Additionally, attempts by the Thai state to implement forest conservation policies have had significant impacts on upland ethnic groups, as limits on traditional farming practices and increasingly stringent policies on land ownership in natural forests have fundamentally altered these groups' relationship with the forest.

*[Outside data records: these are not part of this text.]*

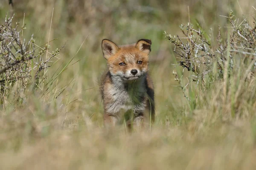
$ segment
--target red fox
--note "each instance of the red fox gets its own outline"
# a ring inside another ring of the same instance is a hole
[[[151,44],[151,40],[141,39],[134,44],[117,46],[108,40],[102,40],[102,50],[108,64],[100,89],[105,125],[115,125],[122,118],[122,112],[130,111],[128,122],[131,122],[127,125],[140,127],[146,110],[154,122],[154,87],[148,75]]]

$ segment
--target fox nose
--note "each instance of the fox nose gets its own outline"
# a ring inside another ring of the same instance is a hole
[[[131,73],[133,75],[135,75],[137,73],[138,73],[138,71],[136,69],[132,69],[131,71]]]

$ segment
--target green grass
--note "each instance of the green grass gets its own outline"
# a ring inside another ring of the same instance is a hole
[[[255,3],[96,1],[14,0],[14,23],[22,25],[25,14],[26,42],[34,34],[35,44],[43,48],[49,38],[51,53],[65,45],[59,59],[49,63],[54,64],[38,88],[17,81],[0,98],[0,169],[254,169],[256,85],[253,60],[247,59],[252,55],[225,51],[225,57],[228,53],[235,56],[233,70],[228,70],[230,60],[224,62],[219,79],[216,57],[204,82],[199,79],[197,83],[190,79],[195,73],[183,73],[183,68],[173,65],[180,58],[164,33],[185,37],[180,26],[190,20],[212,49],[219,45],[218,25],[223,44],[236,48],[233,43],[240,41],[255,49],[255,41],[249,45],[237,34],[229,39],[228,29],[234,31],[224,27],[230,22],[219,15],[228,17],[232,9],[239,18],[238,26],[244,17],[253,26]],[[1,24],[9,12],[8,1],[0,2]],[[151,40],[156,113],[150,129],[131,133],[124,125],[112,131],[104,128],[98,88],[106,68],[101,49],[104,38],[119,44]],[[248,50],[243,51],[253,53]],[[198,73],[206,70],[201,67]]]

== Tree cover extent and loss ==
Global Forest Watch publishes annual estimates of tree cover loss and 2000 tree cover extent derived from time-series analysis of Landsat satellite imagery in the Global Forest Change dataset. In this framework, tree cover refers to vegetation taller than 5 m (including natural forests and tree plantations), and tree cover loss is defined as the complete removal of tree cover canopy for a given year, regardless of cause.

For Thailand, country statistics report cumulative tree cover loss of 2691177 ha from 2001 to 2024 (about 13.5% of its 2000 tree cover area). For tree cover density greater than 30%, country statistics report a 2000 tree cover extent of 19955449 ha. The charts and table below display this data. In simple terms, the annual loss number is the area where tree cover disappeared in that year, and the extent number shows what remains of the 2000 tree cover baseline after subtracting cumulative loss. Forest regrowth is not included in the dataset.

Annual tree cover extent and loss
| Year | Tree cover extent (km2) | Annual tree cover loss (km2) |
|---|---|---|
| 2001 | 199,193.56 | 360.93 |
| 2002 | 198,584.76 | 608.80 |
| 2003 | 198,000.40 | 584.36 |
| 2004 | 197,082.39 | 918.01 |
| 2005 | 196,239.79 | 842.60 |
| 2006 | 195,241.79 | 998.00 |
| 2007 | 194,315.61 | 926.18 |
| 2008 | 193,514.42 | 801.19 |
| 2009 | 192,188.17 | 1,326.25 |
| 2010 | 190,839.40 | 1,348.77 |
| 2011 | 189,894.18 | 945.22 |
| 2012 | 188,749.39 | 1,144.79 |
| 2013 | 187,902.00 | 847.39 |
| 2014 | 186,526.08 | 1,375.92 |
| 2015 | 185,318.57 | 1,207.51 |
| 2016 | 183,602.73 | 1,715.84 |
| 2017 | 181,639.21 | 1,963.52 |
| 2018 | 180,304.04 | 1,335.17 |
| 2019 | 179,006.34 | 1,297.70 |
| 2020 | 177,812.42 | 1,193.92 |
| 2021 | 176,584.48 | 1,227.94 |
| 2022 | 175,477.89 | 1,106.59 |
| 2023 | 174,059.29 | 1,418.60 |
| 2024 | 172,642.72 | 1,416.57 |

==REDD+ forest reference level and monitoring==
Thailand has submitted a national forest reference emission level (FREL) and forest reference level (FRL) under the UNFCCC REDD+ framework; the 2021 submission was subject to a UNFCCC technical assessment and has an assessed reference level on the UNFCCC REDD+ Web Platform. On the platform, the other Warsaw Framework elements (national strategy/action plan, safeguards, and a national forest monitoring system) are listed as “not reported”.

In the technical assessment, Thailand’s assessed FREL was defined as the annual average of gross emissions from deforestation in natural forest over the 2006–2016 reference period, and was assessed at 12,341,444 t CO2 eq per year (revised from 15,326,056 t CO2 eq per year in the original submission). Thailand’s assessed FRL for the same period was −28,622,811 t CO2 eq per year (revised from −31,511,649 t CO2 eq per year), representing the net effect of emissions from forest degradation and removals from enhancement of forest carbon stocks (including conversion of non-forest land to forest land) reported as a single aggregated value due to technical limitations.

The assessment report notes that Thailand estimated activity data using a sample-based approach applied to national forest/non-forest maps for 2006 and 2016, and derived emission factors mainly from Thailand’s national forest inventory (with separate data for mangroves). The FREL/FRL included above-ground and below-ground biomass pools and CO2 only, excluding litter, deadwood and soil organic carbon.